Weinzinger: Haushalte durch Steuerreform rasch entlasten

13,5 Prozent Plus bei Energiepreisen bringen satte Gewinne für Finanzminister

Wien (OTS) - Die Energiepreise für Haushalte haben sich im
Dezember des Vorjahres um 13,5 Prozent gegenüber dem Vergleichsmonat 2006 erhöht. Bei den Spritpreisen mussten die Österreicher im Jahresabstand eine Erhöhung von 22,53 Prozent hinnehmen.

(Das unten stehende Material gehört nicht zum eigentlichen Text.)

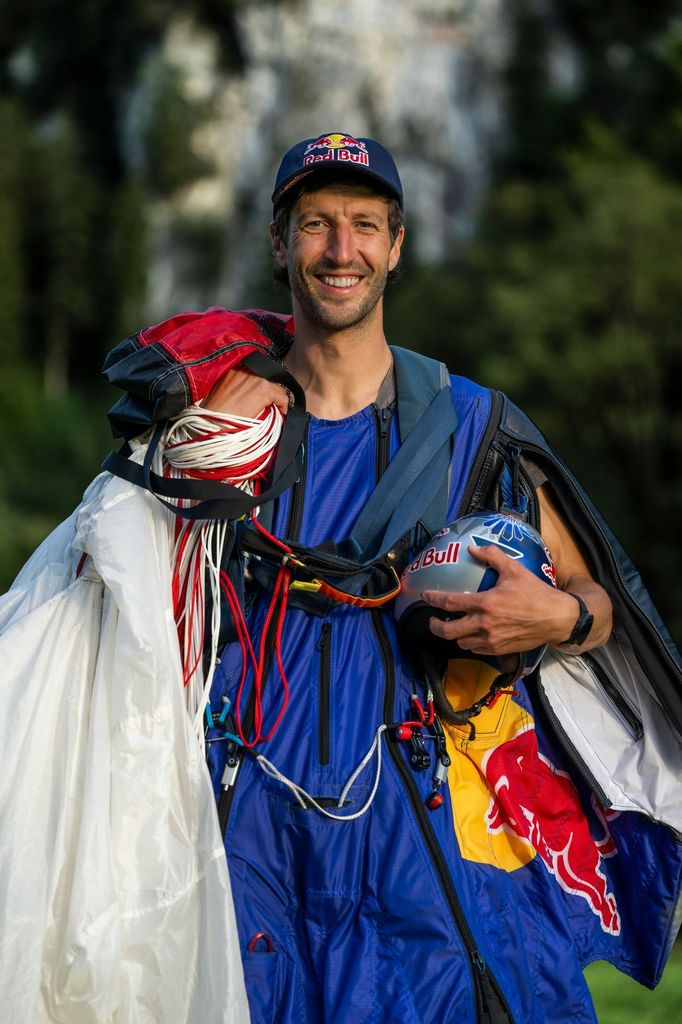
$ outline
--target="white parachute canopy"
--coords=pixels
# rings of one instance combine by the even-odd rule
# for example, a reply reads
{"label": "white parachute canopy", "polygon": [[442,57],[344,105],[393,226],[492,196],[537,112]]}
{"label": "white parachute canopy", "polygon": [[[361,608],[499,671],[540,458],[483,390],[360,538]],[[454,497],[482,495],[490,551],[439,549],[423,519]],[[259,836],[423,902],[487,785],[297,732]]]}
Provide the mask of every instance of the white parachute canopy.
{"label": "white parachute canopy", "polygon": [[184,702],[173,518],[102,475],[0,598],[0,1005],[12,1024],[249,1020]]}

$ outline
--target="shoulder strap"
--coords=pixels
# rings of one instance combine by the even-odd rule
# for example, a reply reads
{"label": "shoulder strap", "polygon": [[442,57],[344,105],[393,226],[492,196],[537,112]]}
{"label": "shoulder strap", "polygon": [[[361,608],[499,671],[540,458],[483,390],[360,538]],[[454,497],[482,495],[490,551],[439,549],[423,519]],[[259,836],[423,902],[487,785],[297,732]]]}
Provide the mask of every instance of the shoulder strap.
{"label": "shoulder strap", "polygon": [[453,436],[457,429],[442,363],[392,348],[401,446],[340,547],[367,563],[381,557],[417,522],[430,536],[445,522]]}
{"label": "shoulder strap", "polygon": [[[420,355],[407,348],[391,346],[398,390],[398,426],[400,440],[405,441],[407,435],[422,415],[427,396],[434,396],[447,389],[450,395],[450,373],[445,363]],[[451,399],[452,402],[452,399]],[[420,521],[428,537],[442,529],[448,512],[450,497],[450,473],[452,469],[452,449],[454,434],[457,430],[457,413],[454,413],[452,438],[447,451],[447,468],[445,455],[441,456],[440,480],[433,491],[433,499]]]}
{"label": "shoulder strap", "polygon": [[429,356],[397,345],[389,348],[393,353],[398,391],[400,440],[406,441],[431,399],[450,386],[450,374],[445,363]]}

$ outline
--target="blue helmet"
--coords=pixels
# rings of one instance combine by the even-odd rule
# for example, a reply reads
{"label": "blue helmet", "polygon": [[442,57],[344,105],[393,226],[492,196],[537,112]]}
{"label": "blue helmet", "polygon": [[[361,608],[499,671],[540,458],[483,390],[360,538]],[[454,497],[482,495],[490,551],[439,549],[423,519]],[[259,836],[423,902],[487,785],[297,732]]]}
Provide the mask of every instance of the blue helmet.
{"label": "blue helmet", "polygon": [[[556,587],[556,571],[542,537],[532,526],[506,512],[480,512],[463,516],[444,527],[404,570],[401,591],[395,602],[398,632],[408,648],[428,649],[432,656],[449,658],[481,658],[502,671],[497,658],[462,650],[455,640],[441,640],[429,630],[429,619],[452,618],[440,608],[422,600],[424,590],[454,593],[479,593],[490,590],[497,582],[494,569],[477,562],[469,554],[470,546],[495,544],[505,554],[517,559],[538,579]],[[532,651],[518,652],[514,679],[521,679],[540,663],[546,645]],[[506,659],[505,659],[506,660]]]}

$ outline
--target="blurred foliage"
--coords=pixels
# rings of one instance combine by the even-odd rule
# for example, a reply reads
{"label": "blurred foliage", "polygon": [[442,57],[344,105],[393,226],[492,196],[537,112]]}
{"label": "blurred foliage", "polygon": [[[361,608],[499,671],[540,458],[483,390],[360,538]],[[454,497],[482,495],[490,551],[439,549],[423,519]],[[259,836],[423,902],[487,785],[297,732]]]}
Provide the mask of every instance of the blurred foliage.
{"label": "blurred foliage", "polygon": [[238,6],[0,6],[0,590],[110,446],[99,371],[143,322],[151,204],[210,170],[188,142],[208,110],[159,48],[169,19],[197,19],[238,70]]}
{"label": "blurred foliage", "polygon": [[[215,33],[238,73],[240,5],[0,7],[0,131],[11,140],[0,150],[0,587],[108,447],[98,371],[143,323],[154,203],[210,170],[191,140],[210,110],[159,46],[169,19],[188,14]],[[387,334],[530,413],[679,638],[679,3],[518,0],[513,11],[509,129],[477,236],[447,266],[420,267],[407,249]],[[209,295],[224,231],[185,217],[171,236],[188,285]],[[264,279],[252,304],[283,309],[286,293]]]}
{"label": "blurred foliage", "polygon": [[39,376],[28,367],[3,368],[0,567],[5,573],[16,572],[73,510],[108,450],[108,433],[101,402],[77,392],[46,397]]}
{"label": "blurred foliage", "polygon": [[210,105],[187,97],[182,68],[155,55],[145,62],[147,104],[141,125],[145,184],[152,196],[170,196],[209,174],[209,161],[187,140],[211,114]]}

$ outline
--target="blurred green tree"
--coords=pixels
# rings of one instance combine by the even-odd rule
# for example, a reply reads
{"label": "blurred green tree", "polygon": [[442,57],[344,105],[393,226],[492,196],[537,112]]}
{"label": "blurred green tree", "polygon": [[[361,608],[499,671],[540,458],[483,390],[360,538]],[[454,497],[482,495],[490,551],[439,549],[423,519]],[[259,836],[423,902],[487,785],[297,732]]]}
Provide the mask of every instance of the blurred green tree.
{"label": "blurred green tree", "polygon": [[[160,55],[183,11],[242,63],[239,0],[27,0],[0,6],[0,589],[78,501],[108,446],[99,369],[140,325],[147,216],[206,171],[205,108]],[[152,75],[142,156],[130,96]]]}

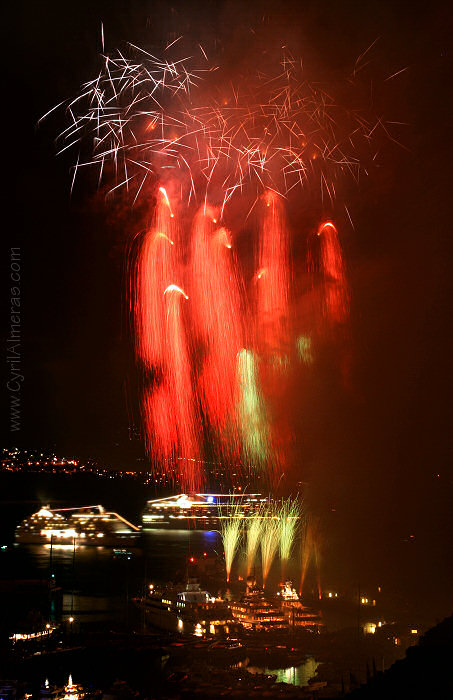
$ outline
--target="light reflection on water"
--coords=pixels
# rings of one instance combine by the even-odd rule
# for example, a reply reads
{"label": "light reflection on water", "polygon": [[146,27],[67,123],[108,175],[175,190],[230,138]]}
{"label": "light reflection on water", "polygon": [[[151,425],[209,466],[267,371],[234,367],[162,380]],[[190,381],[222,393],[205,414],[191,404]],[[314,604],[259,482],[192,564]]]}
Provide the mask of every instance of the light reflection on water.
{"label": "light reflection on water", "polygon": [[184,576],[190,556],[219,552],[218,533],[193,531],[148,531],[138,547],[121,541],[113,547],[73,544],[10,544],[0,553],[0,578],[48,578],[53,573],[64,590],[74,587],[100,595],[131,589],[143,580],[166,582],[175,574]]}
{"label": "light reflection on water", "polygon": [[126,602],[142,595],[150,581],[184,580],[195,561],[221,551],[218,533],[153,530],[140,546],[117,548],[78,544],[9,544],[0,551],[0,580],[53,579],[62,589],[63,616],[96,622],[125,615]]}
{"label": "light reflection on water", "polygon": [[266,673],[276,676],[277,683],[289,683],[299,687],[307,686],[309,681],[316,675],[320,661],[316,661],[312,656],[307,657],[304,663],[289,668],[260,668],[258,666],[245,666],[249,673]]}

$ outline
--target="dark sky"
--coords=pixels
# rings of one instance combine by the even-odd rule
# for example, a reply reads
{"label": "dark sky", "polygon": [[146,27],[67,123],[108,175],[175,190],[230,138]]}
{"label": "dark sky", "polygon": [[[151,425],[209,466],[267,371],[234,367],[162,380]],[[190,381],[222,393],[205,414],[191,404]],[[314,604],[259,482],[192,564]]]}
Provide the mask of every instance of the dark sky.
{"label": "dark sky", "polygon": [[[447,2],[383,0],[11,4],[2,296],[8,310],[9,248],[20,246],[25,382],[20,435],[8,435],[4,422],[4,444],[56,444],[113,466],[132,466],[141,455],[141,444],[128,441],[125,387],[133,405],[135,370],[122,310],[124,250],[138,224],[132,213],[124,225],[124,211],[118,219],[89,178],[70,200],[71,160],[54,158],[58,118],[36,129],[44,112],[95,74],[101,21],[110,49],[125,40],[156,47],[182,32],[202,42],[217,38],[234,70],[256,60],[250,27],[262,26],[264,17],[272,41],[277,36],[299,47],[323,76],[347,73],[378,39],[370,56],[374,107],[386,119],[408,122],[398,131],[405,148],[383,142],[380,167],[346,187],[355,225],[345,230],[350,388],[341,383],[336,341],[326,343],[312,379],[300,379],[288,396],[304,436],[293,475],[310,482],[313,503],[329,513],[327,570],[346,567],[351,578],[361,570],[376,578],[397,566],[400,588],[446,599],[453,388],[449,15]],[[382,82],[405,67],[399,78]],[[307,220],[297,203],[290,217],[296,227]],[[7,313],[4,320],[8,333]],[[8,392],[2,393],[8,413]],[[341,513],[348,517],[341,520]]]}

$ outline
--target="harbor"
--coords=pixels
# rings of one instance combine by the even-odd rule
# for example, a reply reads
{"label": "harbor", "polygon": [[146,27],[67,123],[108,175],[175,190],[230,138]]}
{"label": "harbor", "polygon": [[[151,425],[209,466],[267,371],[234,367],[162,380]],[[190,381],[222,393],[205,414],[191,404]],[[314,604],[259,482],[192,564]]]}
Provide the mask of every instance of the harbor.
{"label": "harbor", "polygon": [[[61,523],[55,515],[85,514],[86,527],[87,514],[100,526],[111,518],[99,517],[113,511],[41,511],[37,520],[30,517],[43,542],[18,537],[0,550],[1,593],[10,604],[9,668],[29,680],[22,690],[33,697],[102,697],[109,688],[114,695],[132,688],[146,694],[150,673],[157,698],[339,697],[416,641],[409,631],[407,639],[403,632],[396,637],[389,624],[377,629],[377,621],[373,634],[364,626],[358,632],[353,606],[350,628],[342,631],[332,610],[346,602],[328,591],[318,600],[316,588],[301,600],[289,579],[279,583],[278,558],[265,588],[259,560],[248,577],[241,575],[247,560],[238,560],[227,582],[221,531],[140,528],[135,546],[125,546],[121,536],[97,538],[102,544],[93,546],[73,533],[54,538],[55,521]],[[246,519],[240,521],[247,529]],[[46,526],[50,537],[41,535]],[[137,674],[137,660],[146,672]],[[77,679],[72,691],[69,674]],[[46,679],[54,690],[42,694]]]}

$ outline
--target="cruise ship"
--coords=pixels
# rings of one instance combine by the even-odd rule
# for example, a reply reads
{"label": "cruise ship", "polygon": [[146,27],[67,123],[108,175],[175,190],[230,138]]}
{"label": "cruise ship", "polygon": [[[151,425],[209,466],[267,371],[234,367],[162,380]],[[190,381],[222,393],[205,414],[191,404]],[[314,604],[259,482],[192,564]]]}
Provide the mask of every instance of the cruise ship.
{"label": "cruise ship", "polygon": [[116,546],[134,544],[140,528],[103,506],[41,508],[16,528],[16,541],[28,544]]}
{"label": "cruise ship", "polygon": [[148,501],[145,529],[218,530],[224,518],[250,518],[268,499],[260,493],[191,493]]}

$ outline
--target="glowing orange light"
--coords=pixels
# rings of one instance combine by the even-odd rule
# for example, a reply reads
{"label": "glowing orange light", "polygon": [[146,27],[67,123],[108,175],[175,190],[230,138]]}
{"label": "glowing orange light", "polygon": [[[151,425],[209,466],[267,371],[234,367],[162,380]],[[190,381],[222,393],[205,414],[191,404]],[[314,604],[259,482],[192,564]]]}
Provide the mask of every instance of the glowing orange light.
{"label": "glowing orange light", "polygon": [[159,187],[159,192],[162,192],[162,194],[164,195],[165,202],[166,202],[166,204],[167,204],[167,207],[168,207],[169,210],[170,210],[170,216],[171,216],[171,218],[173,219],[174,214],[173,214],[173,212],[172,212],[172,210],[171,210],[170,200],[168,199],[168,195],[167,195],[167,191],[166,191],[165,187]]}
{"label": "glowing orange light", "polygon": [[156,239],[157,238],[164,238],[166,241],[170,243],[170,245],[175,245],[174,242],[169,238],[168,236],[165,235],[165,233],[156,233]]}
{"label": "glowing orange light", "polygon": [[225,248],[231,249],[230,232],[228,231],[228,229],[222,226],[221,228],[217,229],[214,236],[215,238],[213,238],[213,240],[217,240],[220,243],[223,243]]}
{"label": "glowing orange light", "polygon": [[169,284],[166,290],[164,291],[164,295],[167,294],[167,292],[178,292],[178,294],[182,294],[185,299],[189,298],[185,291],[181,289],[181,287],[178,287],[176,284]]}
{"label": "glowing orange light", "polygon": [[274,204],[274,202],[276,201],[275,193],[272,192],[272,190],[266,190],[266,192],[263,194],[263,199],[266,203],[266,206],[270,207],[271,204]]}
{"label": "glowing orange light", "polygon": [[318,236],[321,235],[325,228],[333,228],[334,231],[337,230],[331,221],[324,221],[324,223],[322,223],[318,228]]}

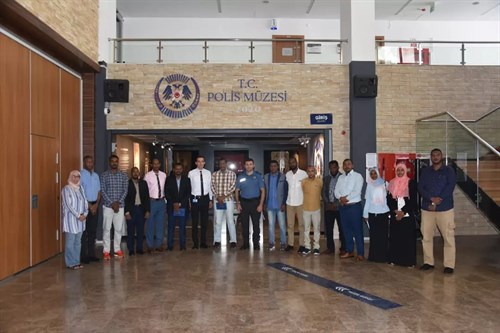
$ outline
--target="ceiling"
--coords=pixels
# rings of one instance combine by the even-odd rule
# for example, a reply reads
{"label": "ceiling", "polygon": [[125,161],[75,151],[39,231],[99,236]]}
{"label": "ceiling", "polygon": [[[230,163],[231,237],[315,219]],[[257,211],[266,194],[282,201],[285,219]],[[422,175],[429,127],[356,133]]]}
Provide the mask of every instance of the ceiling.
{"label": "ceiling", "polygon": [[235,131],[196,131],[176,133],[137,133],[121,134],[131,138],[134,141],[140,141],[146,144],[153,142],[165,146],[199,146],[208,144],[211,146],[234,146],[234,145],[264,145],[264,146],[299,146],[299,138],[313,138],[315,135],[323,133],[322,130],[274,130],[269,132],[252,130],[242,133]]}
{"label": "ceiling", "polygon": [[[117,0],[117,10],[124,18],[339,19],[340,1],[345,0]],[[500,0],[375,0],[375,19],[500,21]]]}

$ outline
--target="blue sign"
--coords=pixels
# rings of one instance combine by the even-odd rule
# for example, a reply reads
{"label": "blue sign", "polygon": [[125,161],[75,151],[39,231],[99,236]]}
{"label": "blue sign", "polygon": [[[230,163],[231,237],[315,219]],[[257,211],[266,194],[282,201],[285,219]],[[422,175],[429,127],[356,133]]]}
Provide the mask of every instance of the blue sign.
{"label": "blue sign", "polygon": [[311,125],[331,125],[331,124],[333,124],[333,114],[311,113]]}
{"label": "blue sign", "polygon": [[317,284],[318,286],[325,287],[327,289],[336,291],[340,294],[343,294],[345,296],[357,299],[358,301],[365,302],[367,304],[376,306],[377,308],[383,309],[383,310],[390,310],[394,309],[397,307],[400,307],[400,304],[385,300],[383,298],[370,295],[364,291],[358,290],[351,288],[349,286],[337,283],[332,280],[327,280],[325,278],[322,278],[321,276],[317,276],[311,273],[308,273],[306,271],[303,271],[301,269],[285,265],[281,262],[275,262],[275,263],[269,263],[269,266],[279,269],[282,272],[291,274],[295,277],[301,278],[303,280],[312,282],[314,284]]}

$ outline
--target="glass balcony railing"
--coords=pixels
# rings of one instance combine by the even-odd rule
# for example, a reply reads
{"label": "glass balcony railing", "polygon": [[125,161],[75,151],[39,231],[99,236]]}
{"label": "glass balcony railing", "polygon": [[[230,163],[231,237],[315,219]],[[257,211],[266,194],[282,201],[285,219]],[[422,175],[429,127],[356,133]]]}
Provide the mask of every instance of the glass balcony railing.
{"label": "glass balcony railing", "polygon": [[476,121],[448,112],[417,121],[417,156],[438,147],[457,171],[457,185],[500,228],[500,108]]}
{"label": "glass balcony railing", "polygon": [[[340,64],[341,39],[110,39],[115,63],[139,64],[270,64],[276,43],[293,43],[287,50],[296,62],[307,64]],[[276,51],[276,50],[275,50]],[[275,52],[274,51],[274,52]],[[281,51],[279,49],[278,51]],[[298,53],[298,54],[295,54]]]}
{"label": "glass balcony railing", "polygon": [[377,40],[377,63],[500,66],[500,41]]}
{"label": "glass balcony railing", "polygon": [[[296,42],[296,62],[341,64],[344,39],[112,38],[114,63],[273,63],[276,42]],[[378,64],[500,66],[500,41],[375,41]],[[280,50],[278,50],[280,51]]]}

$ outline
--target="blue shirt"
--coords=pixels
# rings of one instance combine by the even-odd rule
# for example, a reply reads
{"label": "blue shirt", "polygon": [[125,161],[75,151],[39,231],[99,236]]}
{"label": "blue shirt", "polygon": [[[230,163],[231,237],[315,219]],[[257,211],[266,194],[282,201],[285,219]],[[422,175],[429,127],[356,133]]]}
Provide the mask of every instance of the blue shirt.
{"label": "blue shirt", "polygon": [[366,187],[365,199],[363,217],[367,218],[369,213],[389,213],[389,206],[387,206],[387,189],[384,183],[380,185],[368,184]]}
{"label": "blue shirt", "polygon": [[80,171],[80,183],[85,191],[88,201],[96,201],[99,191],[101,191],[101,181],[96,172],[89,172],[87,169]]}
{"label": "blue shirt", "polygon": [[348,174],[342,174],[335,186],[335,197],[347,197],[348,204],[361,201],[361,190],[363,189],[363,176],[354,170]]}
{"label": "blue shirt", "polygon": [[269,196],[267,197],[267,209],[280,209],[278,204],[278,177],[279,172],[276,174],[269,174]]}
{"label": "blue shirt", "polygon": [[422,196],[422,209],[428,210],[432,197],[439,197],[443,201],[436,206],[437,212],[445,212],[453,208],[453,190],[457,183],[455,171],[446,165],[437,170],[432,166],[422,170],[418,182],[418,191]]}
{"label": "blue shirt", "polygon": [[113,202],[119,202],[120,207],[125,205],[128,192],[128,177],[121,171],[104,171],[101,175],[101,194],[104,206],[111,207]]}
{"label": "blue shirt", "polygon": [[244,172],[236,179],[236,189],[240,191],[240,197],[243,199],[260,197],[260,189],[262,188],[264,188],[264,178],[257,171],[251,175]]}

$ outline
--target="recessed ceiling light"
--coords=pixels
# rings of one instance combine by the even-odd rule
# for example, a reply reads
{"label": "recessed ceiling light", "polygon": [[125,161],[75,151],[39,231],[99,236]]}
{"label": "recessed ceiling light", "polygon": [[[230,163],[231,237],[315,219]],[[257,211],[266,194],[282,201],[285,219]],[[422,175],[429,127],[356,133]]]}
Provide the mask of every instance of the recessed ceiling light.
{"label": "recessed ceiling light", "polygon": [[479,1],[474,1],[472,4],[473,5],[479,5]]}
{"label": "recessed ceiling light", "polygon": [[262,0],[262,3],[268,4],[270,1],[269,0]]}

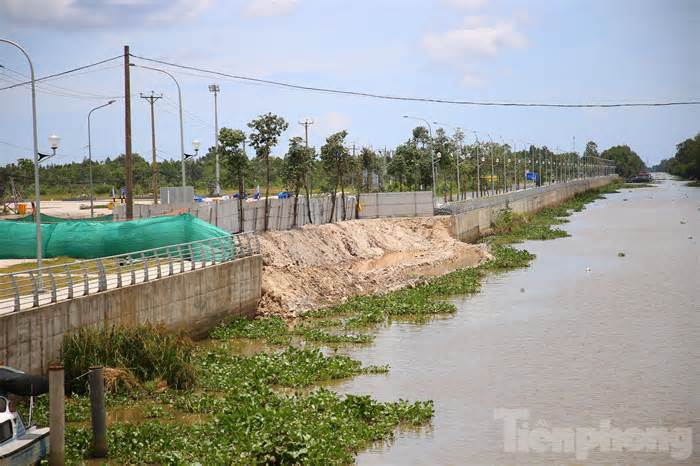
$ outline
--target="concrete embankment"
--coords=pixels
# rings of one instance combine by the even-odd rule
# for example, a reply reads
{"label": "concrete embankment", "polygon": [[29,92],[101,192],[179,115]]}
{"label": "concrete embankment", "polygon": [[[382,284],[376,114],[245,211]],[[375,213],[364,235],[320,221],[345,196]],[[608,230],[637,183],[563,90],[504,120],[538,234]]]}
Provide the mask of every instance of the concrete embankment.
{"label": "concrete embankment", "polygon": [[606,176],[576,180],[465,201],[459,206],[461,211],[451,216],[450,233],[461,241],[474,241],[489,233],[495,215],[505,208],[517,213],[534,213],[559,205],[578,193],[606,186],[616,179],[617,176]]}
{"label": "concrete embankment", "polygon": [[252,316],[260,299],[261,256],[125,286],[0,316],[0,362],[45,373],[63,335],[81,327],[150,322],[203,336],[222,320]]}

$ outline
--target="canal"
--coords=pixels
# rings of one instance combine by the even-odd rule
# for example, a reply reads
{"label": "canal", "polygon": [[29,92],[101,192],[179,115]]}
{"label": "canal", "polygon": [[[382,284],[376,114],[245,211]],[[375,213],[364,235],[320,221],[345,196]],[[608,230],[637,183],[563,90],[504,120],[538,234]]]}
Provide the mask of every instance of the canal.
{"label": "canal", "polygon": [[391,371],[336,390],[435,402],[358,464],[699,464],[700,189],[623,189],[562,227],[455,316],[349,350]]}

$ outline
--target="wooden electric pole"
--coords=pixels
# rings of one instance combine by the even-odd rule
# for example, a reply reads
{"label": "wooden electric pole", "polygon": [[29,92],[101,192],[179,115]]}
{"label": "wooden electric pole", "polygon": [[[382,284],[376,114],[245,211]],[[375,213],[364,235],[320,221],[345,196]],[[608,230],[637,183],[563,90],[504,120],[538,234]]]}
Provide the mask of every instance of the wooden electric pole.
{"label": "wooden electric pole", "polygon": [[141,94],[142,99],[146,99],[149,104],[151,104],[151,152],[153,153],[153,158],[151,159],[151,189],[153,190],[153,204],[158,204],[158,162],[156,161],[156,117],[153,111],[153,104],[156,103],[158,99],[163,98],[163,94],[155,95],[151,91],[151,95]]}
{"label": "wooden electric pole", "polygon": [[129,46],[124,46],[124,182],[126,184],[126,219],[134,218],[134,165],[131,157],[131,77]]}

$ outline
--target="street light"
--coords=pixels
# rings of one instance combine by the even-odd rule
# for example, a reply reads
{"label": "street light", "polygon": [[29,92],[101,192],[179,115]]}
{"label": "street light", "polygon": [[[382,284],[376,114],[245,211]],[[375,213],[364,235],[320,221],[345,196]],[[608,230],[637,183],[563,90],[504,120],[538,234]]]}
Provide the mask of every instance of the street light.
{"label": "street light", "polygon": [[194,154],[185,154],[184,152],[182,153],[184,156],[184,160],[189,159],[190,157],[196,157],[197,154],[199,154],[199,147],[202,145],[201,142],[199,142],[199,139],[195,139],[192,141],[192,149],[194,149]]}
{"label": "street light", "polygon": [[[94,112],[95,110],[98,110],[102,107],[106,107],[108,105],[112,105],[114,102],[116,102],[116,100],[110,100],[106,104],[95,107],[88,112],[87,123],[88,123],[88,163],[89,163],[88,174],[90,177],[90,218],[95,216],[95,209],[94,209],[95,190],[94,190],[93,185],[92,185],[92,137],[91,137],[91,131],[90,131],[90,116],[92,116],[92,112]],[[56,145],[58,146],[58,141],[56,141]],[[52,148],[53,148],[53,146],[52,146]]]}
{"label": "street light", "polygon": [[220,171],[219,171],[219,107],[217,103],[217,95],[221,89],[218,84],[210,84],[209,92],[214,93],[214,151],[216,156],[216,191],[214,194],[221,195]]}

Aber auch die Strompreise stiegen um
7,9 Prozent, Heizöl um 13,6 Prozent, der Gaspreis um 4,4 Prozent und die Kosten für die Fernwärme um 2,7 Prozent an. "Traurige Tatsache ist", so der Landesparteiobmann der FPÖ Oberösterreich und FP-Finanzsprecher, NAbg. Lutz Weinzinger, "dass der größte Preistreiber der Staat ist und der enorme Anstieg der Energiepreise dem Finanzminister ein ordentliches zusätzliches Körberlgeld beschert - immerhin kassiert er bei den Erhöhungen rund zwei Drittel mit." Weinzinger erneuerte in diesem Zusammenhang die Forderung der FPÖ, "dass die österreichischen Haushalte rasch entlastet werden müssen:
Das Motto kann und muss lauten 'Steuerreform jetzt'!"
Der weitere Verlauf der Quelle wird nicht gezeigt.